Erika vorrebbe diventare allenatrice. Ha già introdotto i due fratellini appena arrivati alla pallavolo e al sollevamento di kettlebell, ragazzi che si sono uniti alla famiglia Koval dopo aver trascorso un anno in Turchia in seguito all'inizio della guerra su vasta scala. Questo li ha aiutati ad ambientarsi nella famiglia.
“All’inizio, avevano paura. Si sentono gli allarmi antiaerei. In più la routine, la struttura, il rumore, i nuovi ragazzi. Ma pian piano, tutto è andato a posto. I ragazzi hanno anche iniziato ad allenarsi con Erika. Questo per me è stato…un segnale positivo” racconta Nelya.
"Di solito, non posso lasciare dieci figli da soli: il padre lavora. Ma quando è arrivato il momento di viaggiare per la competizione in Europa, ho fatto un atto di fede. Lui si è preso qualche giorno libero e io sono andata. Perché era importante".
Regole in famiglia
“Quando arriva un nuovo bambino, ci sediamo subito e parliamo: non fare del male a nessuno, non prendere ciò che non è tuo, i maschi non possono entrare nella stanza delle ragazze senza permesso e viceversa” spiega Nelya.

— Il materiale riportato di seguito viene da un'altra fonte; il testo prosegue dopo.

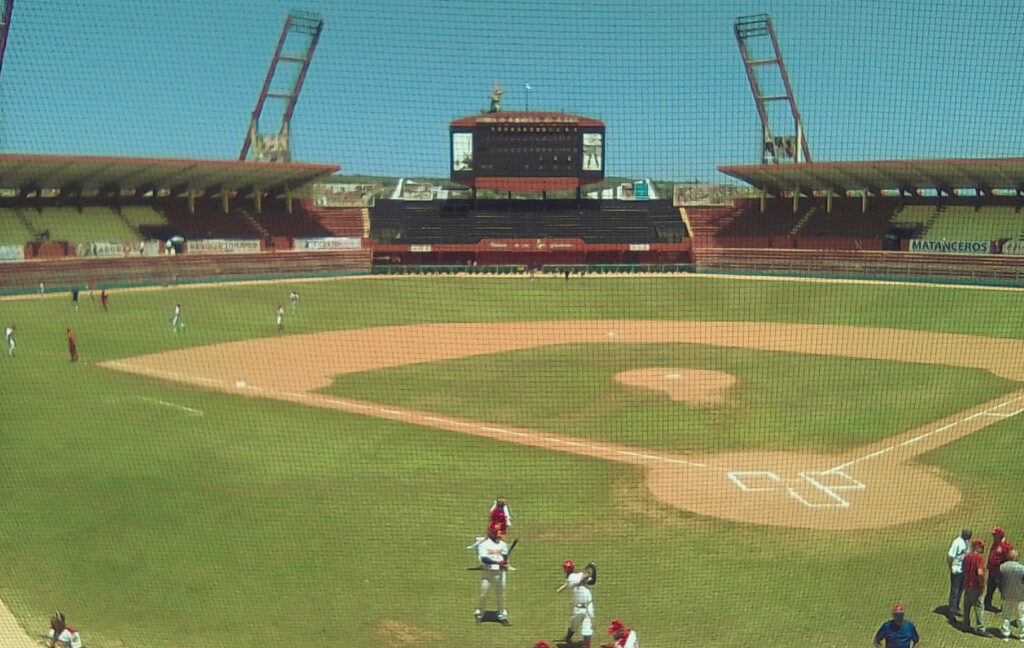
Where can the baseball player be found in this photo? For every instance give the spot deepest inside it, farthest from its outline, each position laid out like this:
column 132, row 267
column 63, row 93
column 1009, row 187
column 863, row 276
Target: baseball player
column 61, row 634
column 582, row 609
column 176, row 324
column 500, row 515
column 493, row 553
column 72, row 346
column 625, row 637
column 8, row 336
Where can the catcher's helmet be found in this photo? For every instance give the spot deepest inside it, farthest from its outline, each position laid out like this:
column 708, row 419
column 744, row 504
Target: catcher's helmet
column 592, row 568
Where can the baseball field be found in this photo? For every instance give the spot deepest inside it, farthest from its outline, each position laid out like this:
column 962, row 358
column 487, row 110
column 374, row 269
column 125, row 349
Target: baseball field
column 749, row 462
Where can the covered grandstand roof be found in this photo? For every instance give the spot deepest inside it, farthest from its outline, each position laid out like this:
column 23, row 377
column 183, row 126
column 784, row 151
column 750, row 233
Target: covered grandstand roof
column 91, row 173
column 527, row 118
column 908, row 175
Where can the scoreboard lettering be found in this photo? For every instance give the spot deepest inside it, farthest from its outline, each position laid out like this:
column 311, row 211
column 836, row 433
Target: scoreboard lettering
column 517, row 149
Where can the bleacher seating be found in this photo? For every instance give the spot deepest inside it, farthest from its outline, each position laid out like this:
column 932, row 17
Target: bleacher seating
column 208, row 222
column 778, row 219
column 75, row 224
column 58, row 273
column 847, row 220
column 342, row 221
column 968, row 223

I ragazzi mantengono la casa pulita, seguono la routine, aiutano in casa e si prendono cura degli animali.
Uno dei valori più importanti per la famiglia è lo sport. Tutti i bambini giocano a pallavolo nel cortile, ma scelgono anche altri hobby da seguire in base ai loro interessi.
“Osservano come io e mio marito ci comportiamo. Come i “più vecchi” aiutino i nuovi arrivati. Eppure, tutti rimangono liberi e autosufficienti. Così è una famiglia: quando sai che non verrai abbandonato. Anche se ci sono discussioni, finiscono sempre con il fare pace e aiutarsi l’uno con l’altro” dice Nelya.
Il progetto Better Care
L’integrazione dei ragazzi è stata supportata dall’UNICEF, insieme alle autorità locali e ai partner, compresi il supporto psicologico, la dotazione dei beni essenziali e l’assistenza familiare.
La famiglia di Erika è stata la prima famiglia affidataria a Znamenivka, nel 2014. Altre due famiglie hanno poi aperto le case-famiglia nella stessa strada, seguendo l’esempio di Nelya e del marito. Anche il loro figlio biologico ha avviato una casa-famiglia affidataria. I bambini possono adattarsi, crescere e sognare…ma solo quando hanno una famiglia al loro fianco.
L'UNICEF continua a sostenere queste famiglie attraverso l'iniziativa Better Care, che aiuta i bambini a tornare in un ambiente familiare dopo un periodo trascorso in istituti o sfollati.
Perché ogni bambino merita una casa dove essere visto veramente.